Let me make myself clear as well, my ego can handle rejection. This is directed at the people who give false hope of something more just to rip the rug out from underneath you.

The first time this happened was freshman year. I had two of my best friends, one male and one female over after a party and told them they could crash on my air mattress. All three of us ended up spending the night on the air mattress. I was slightly tipsy and brave enough to grab the hand of the boy I had been crushing on for months under the covers. He held it back. I was elated.

Not even half a minute later he turned his head and proceeded to make out with my other best friend while still holding my hand.

(I’m going to come back to the second time this happened for the sake of my narrative.)

The third time this happened I was thrilled to be in a new city and away from the anchors of my previous dramas and surrounded by new opportunities. I wasn’t even thinking about romance when I met without a doubt the cutest boy I had ever had feelings for.

My roommate had warned me that he was a player and had been flirting with some tattooed girl that lived close by. I wrote her off as jealous. I even confessed to him what my roommate had warned me about and he proceeded to make fun of said tattooed girl, calling her too short, too promiscuous, too attention-seeking. He said she always dumped her problems on him.

One time he made a joke that she sent him a nude just to push my buttons. When I didn’t laugh, he held my face in his hands, kissed me long and good, and asked me if that made it any better.

Within a month, he started sleeping with her.

Now, the second (and I guess fourth) time this happened it was with the same boy, naturally, because I repeat mistakes like any other human. I had confided in him about my most recent heartbreak, because we were friends.

We had been something sort of casual before but he had another girl and I was tired of being the back-up plan. I was so happy we had reached a place of friendship when he opened the door to “more than friends” once again.

I gave him the benefit of the doubt thinking he wouldn’t do to me what he had done before after he saw how hurt I had been in my last almost-relationship.

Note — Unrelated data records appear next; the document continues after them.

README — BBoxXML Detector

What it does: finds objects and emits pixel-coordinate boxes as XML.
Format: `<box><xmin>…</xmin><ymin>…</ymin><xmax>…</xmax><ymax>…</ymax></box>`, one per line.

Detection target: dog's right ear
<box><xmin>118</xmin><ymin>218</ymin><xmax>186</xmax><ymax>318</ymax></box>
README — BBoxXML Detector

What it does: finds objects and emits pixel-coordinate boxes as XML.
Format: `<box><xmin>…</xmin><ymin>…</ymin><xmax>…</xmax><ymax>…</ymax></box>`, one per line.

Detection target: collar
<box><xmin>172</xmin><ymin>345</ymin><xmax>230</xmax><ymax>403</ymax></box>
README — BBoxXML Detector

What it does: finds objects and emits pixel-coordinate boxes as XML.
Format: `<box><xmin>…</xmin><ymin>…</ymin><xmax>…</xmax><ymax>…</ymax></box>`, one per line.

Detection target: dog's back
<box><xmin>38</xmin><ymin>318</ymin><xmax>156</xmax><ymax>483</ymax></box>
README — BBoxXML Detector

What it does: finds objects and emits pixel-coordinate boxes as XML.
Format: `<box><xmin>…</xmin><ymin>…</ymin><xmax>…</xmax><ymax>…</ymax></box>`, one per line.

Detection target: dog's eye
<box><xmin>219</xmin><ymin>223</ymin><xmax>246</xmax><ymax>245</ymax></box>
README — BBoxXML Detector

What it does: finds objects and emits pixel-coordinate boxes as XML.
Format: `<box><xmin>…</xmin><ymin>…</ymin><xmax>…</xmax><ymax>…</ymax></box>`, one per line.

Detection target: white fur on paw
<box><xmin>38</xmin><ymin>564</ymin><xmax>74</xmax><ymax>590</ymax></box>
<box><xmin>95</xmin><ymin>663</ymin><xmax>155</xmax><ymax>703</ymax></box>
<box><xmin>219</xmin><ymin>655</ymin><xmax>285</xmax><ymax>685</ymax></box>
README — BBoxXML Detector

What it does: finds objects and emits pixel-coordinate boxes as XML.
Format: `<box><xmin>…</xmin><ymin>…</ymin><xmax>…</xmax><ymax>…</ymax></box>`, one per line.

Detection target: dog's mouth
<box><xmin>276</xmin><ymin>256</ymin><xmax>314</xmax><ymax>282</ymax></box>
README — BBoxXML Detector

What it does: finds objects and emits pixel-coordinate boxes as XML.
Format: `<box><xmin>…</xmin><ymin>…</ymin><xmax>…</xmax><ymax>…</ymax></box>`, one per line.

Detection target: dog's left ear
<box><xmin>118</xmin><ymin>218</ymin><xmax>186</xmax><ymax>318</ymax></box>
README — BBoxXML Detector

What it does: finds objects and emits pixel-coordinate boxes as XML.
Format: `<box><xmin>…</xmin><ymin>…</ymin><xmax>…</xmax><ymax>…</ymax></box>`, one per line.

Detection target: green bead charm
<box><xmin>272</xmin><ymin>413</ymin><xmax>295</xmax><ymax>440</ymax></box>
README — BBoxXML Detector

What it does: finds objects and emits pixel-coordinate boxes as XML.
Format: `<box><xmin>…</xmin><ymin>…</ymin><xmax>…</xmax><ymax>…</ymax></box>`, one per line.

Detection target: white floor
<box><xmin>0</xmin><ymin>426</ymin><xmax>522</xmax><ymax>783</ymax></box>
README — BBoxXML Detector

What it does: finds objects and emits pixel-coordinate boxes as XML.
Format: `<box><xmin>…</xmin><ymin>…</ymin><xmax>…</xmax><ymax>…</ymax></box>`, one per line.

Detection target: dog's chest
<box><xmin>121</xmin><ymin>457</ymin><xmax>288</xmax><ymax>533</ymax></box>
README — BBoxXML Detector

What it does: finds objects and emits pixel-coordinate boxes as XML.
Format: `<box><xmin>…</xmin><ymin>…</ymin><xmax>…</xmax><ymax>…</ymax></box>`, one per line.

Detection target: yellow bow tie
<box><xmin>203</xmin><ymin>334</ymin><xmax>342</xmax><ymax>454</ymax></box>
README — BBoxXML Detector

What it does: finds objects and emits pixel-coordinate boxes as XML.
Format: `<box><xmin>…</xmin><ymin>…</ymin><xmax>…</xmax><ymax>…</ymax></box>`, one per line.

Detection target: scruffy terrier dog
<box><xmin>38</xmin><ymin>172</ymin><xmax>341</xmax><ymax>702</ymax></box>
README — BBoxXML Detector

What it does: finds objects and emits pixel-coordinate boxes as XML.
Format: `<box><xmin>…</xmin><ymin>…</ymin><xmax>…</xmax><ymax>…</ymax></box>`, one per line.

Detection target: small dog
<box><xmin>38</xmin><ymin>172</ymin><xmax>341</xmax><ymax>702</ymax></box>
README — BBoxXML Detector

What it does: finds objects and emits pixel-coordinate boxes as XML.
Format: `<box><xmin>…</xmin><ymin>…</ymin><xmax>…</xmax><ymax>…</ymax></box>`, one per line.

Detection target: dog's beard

Wrong. He told me that he wanted to pursue the other girl seriously, but I was welcome to mess around with him until then. Wow, lucky me.

So what’s my point in all this? What is it that I’ve learned from this? I have spent most of college wondering what it is that these other girls have that I don’t have. And don’t get me wrong, these other girls are all gorgeous, intelligent, and talented – worthy opponents if you will.

So what is it that I’m missing? Well, I can tell you this much, I’m missing out on a half-assed lover, lukewarm affection, and a generally unfaithful partner. I’ve seen these boys go on to pursue other girls at the same mediocre rate and let me tell you, it never had anything to do with me.

I know a lot of us girls (and guys too) have to put up with these almost-relationships where the other person is either talking to or sleeping with one or more other people and we think it’s a reflection on ourselves.

It’s not, at all. Don’t let anybody convince you a damn thing about yourself.

Someone might place you on the back burner but you have a choice to stay there or to leave. It truly is better to be alone and invest in yourself than to be kind of with someone who kind of likes you but also kind of likes someone else but it’s fair game because you two are nothing serious.

Let them have their technicalities and their harem of admirers. But more importantly, let them have your absence. You keep your grace, and you take the space they hollowed out inside you to grow something more beautiful than they could have ever given you. It might be hard at first, but just try to remember, their opinion is about as legitimate as their affection.